Hematopoietic Stem Cells In Mice"

 

http://www.nature.co...ll/nm.4010.html

 

Above study might indicate that Navitoclax is breaking major barrier to life

extension, which is exhaustion of the hematopietic stem cells. As it was the

case of a 115 years old lady who died quite healthy .....The cause of her

death was established that only two (2) hemopoietic stem cells worked to

replenish all her blood....not enough to sustain her life.....

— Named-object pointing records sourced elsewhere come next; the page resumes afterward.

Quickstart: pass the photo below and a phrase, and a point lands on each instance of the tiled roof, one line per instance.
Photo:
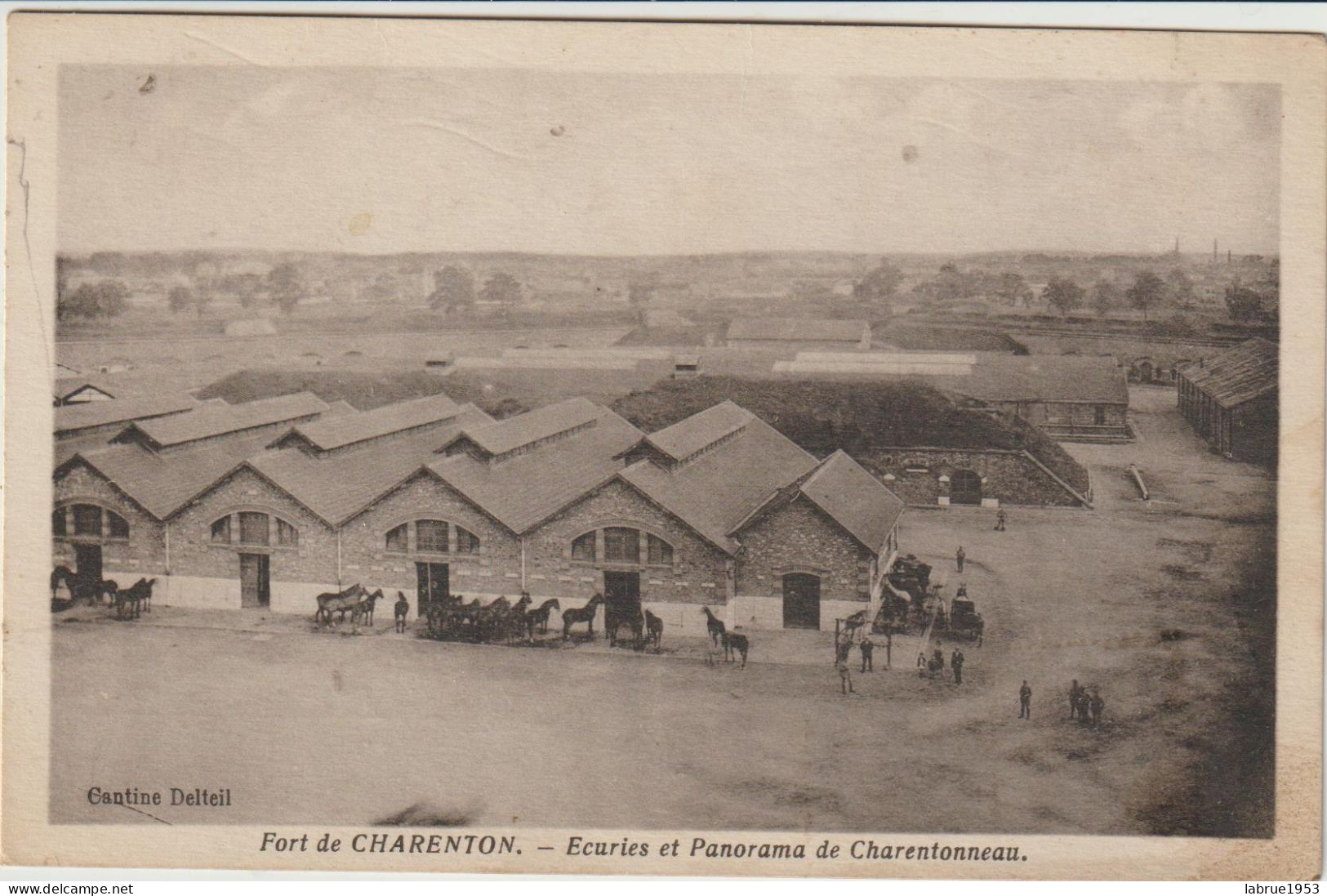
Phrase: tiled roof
(686, 437)
(531, 488)
(350, 429)
(1246, 372)
(1042, 377)
(339, 486)
(715, 493)
(795, 329)
(853, 498)
(121, 410)
(163, 484)
(220, 420)
(532, 426)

New Scientist article follows.....

 

"Blood Of The Oldest Woman Hints At Limits Of Life"

https://www.newscien...limits-of-life/

 

 

[Longevitarian]

DD"

 

The "chemical castration" was kind of educatational joke, directed at nobody....

no need to get upset.

 

As to the population growth, this dude talking about exponential growth , and

its dangers is a bit underinformed. He does not cover latest projections of

world population growth. Below is the graph, which clearly shows a slowdown.....

Some of the countries such as most of Europe ....Russia , Japan already have

negative population growth which they try to compensate with aggresive

immigration policies. Sometimes TOO AGRESSIVE as it is the case of latest

developments with refuges in Europe.

 

http://www.mhhe.com/.../ppt/sld003.htm

 

My alarmist postings reflect my attitude with respect to any experiments involving

chemicals. And this is : SAFETY FIRST.

[TaiChiKid]

It is interesting to note the dual affinity of Q to the hemagluttin (HA) coat.  Thank you for sharing, Logic.

 

Some of the flu like symptoms people are experiencing come from interferon from Thelper cells as the cells express surface antigen protein fragments.

 

In the case of the D&Q protocol, I assumed that the combination had a dual role in fighting cancer:  activating cytotoxic cells, as well as helpers.

 

Incidentally, there is a type of highly absorbable quercitin called Querciting EMIQ which is 18x more absorbable and thus bioavailable than quercitin.  Assuming the rate of 1 part D to 10 parts Q, a single 50mg tablet of Q EMIQ would be sufficient to obatin the 1:10 ratio.

Edited by TaiChiKid, 01 March 2017 - 09:21 PM.